Numbers of that size are hard to imagine. But what you can imagine is the individuals whose lives were taken away. Even those who survived might return to a world where everyone they had ever known was dead. At Auschwitz I there are huge piles of objects that belonged to the victims of the Holocaust. Shoes, suitcases, crutches, hair. For me these objects made me feel a connection to the real people who were murdered.

Shoes at Auschwitz 1 (image from Holocaust Matters)
The Holocaust was not even a unique event. This year's Holocaust Memorial Day marks forty years since the end of genocide in Cambodia and the 25th anniversary of the Rwandan genocide. Reports in recent years tell of ethnic cleansing of the rohingya people in Myanmar.

I was disturbed by statistics today on the UK population's knowledge of the Holocaust. Five per cent of UK adults do not believe the Holocaust took place, one in twelve believe the scale was exaggerated and two-thirds of people couldn't say how many Jews were murdered or grossly underestimated the number. How can we have forgotten, not care or not believe in such an awful thing. 

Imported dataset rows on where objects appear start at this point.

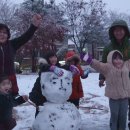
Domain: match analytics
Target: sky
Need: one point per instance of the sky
(116, 5)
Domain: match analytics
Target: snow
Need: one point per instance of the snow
(94, 107)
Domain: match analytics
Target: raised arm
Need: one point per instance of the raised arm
(18, 42)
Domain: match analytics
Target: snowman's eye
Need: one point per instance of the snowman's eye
(54, 78)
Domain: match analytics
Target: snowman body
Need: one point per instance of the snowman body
(57, 113)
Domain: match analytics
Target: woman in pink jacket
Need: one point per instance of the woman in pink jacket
(117, 88)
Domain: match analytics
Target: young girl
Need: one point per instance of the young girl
(116, 72)
(77, 91)
(50, 63)
(7, 101)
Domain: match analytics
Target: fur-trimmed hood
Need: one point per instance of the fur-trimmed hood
(110, 55)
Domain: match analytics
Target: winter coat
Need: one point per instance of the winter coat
(124, 48)
(77, 90)
(7, 102)
(8, 51)
(117, 80)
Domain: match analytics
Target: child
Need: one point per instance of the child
(77, 91)
(7, 101)
(9, 47)
(50, 63)
(116, 72)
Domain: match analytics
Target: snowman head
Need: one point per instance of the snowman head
(56, 89)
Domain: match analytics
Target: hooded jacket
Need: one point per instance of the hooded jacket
(124, 48)
(117, 80)
(77, 90)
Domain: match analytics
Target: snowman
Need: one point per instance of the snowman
(57, 113)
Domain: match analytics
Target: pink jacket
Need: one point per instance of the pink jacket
(117, 80)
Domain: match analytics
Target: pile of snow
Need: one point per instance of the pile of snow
(94, 107)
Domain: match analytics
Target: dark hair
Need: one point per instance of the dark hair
(117, 54)
(3, 26)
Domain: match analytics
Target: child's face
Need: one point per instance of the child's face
(5, 86)
(53, 60)
(3, 36)
(119, 33)
(118, 63)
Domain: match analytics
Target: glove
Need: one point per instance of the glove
(82, 55)
(86, 72)
(74, 70)
(101, 83)
(56, 70)
(88, 58)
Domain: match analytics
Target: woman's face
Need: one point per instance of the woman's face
(3, 36)
(53, 60)
(118, 63)
(119, 33)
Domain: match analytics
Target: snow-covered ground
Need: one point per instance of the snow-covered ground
(93, 107)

This seriously matters. I think it's so important to understand how the Holocaust began. Hatred of the Jews really began to rise after the 1929 Wall Street Crash, a 20th century credit crunch. People were suffering and they were looking for someone to blame. The Nazi party came to power and began to pass laws to exclude Jews from civil society. The rise of nationalism across Europe led to an increase in xenophobia. Then the Nazis began to actively kill. 

Even with a basic knowledge of modern politics, the parallels are surely obvious. Countries across the world are becoming more nationalistic and right-wing parties are gaining power. Parties like the Front National in France who came second in the most recent election and whose leader Marine Le Pen has been accused of Holocaust denial. Since the Brexit vote, hate crimes in the UK have risen dramatically. So many parts of the world teeter on the same horrible cliff-top as Germany did in the 1930s and we have to make sure we keep humanity firmly gripping onto the good place.

Hate is not the way forward. With the challenges the world currently faces, we should be pulling each other closer together. The Holocaust shows us what we can be at our worst and we should all be striving to be as far away from that way of thinking and being as possible.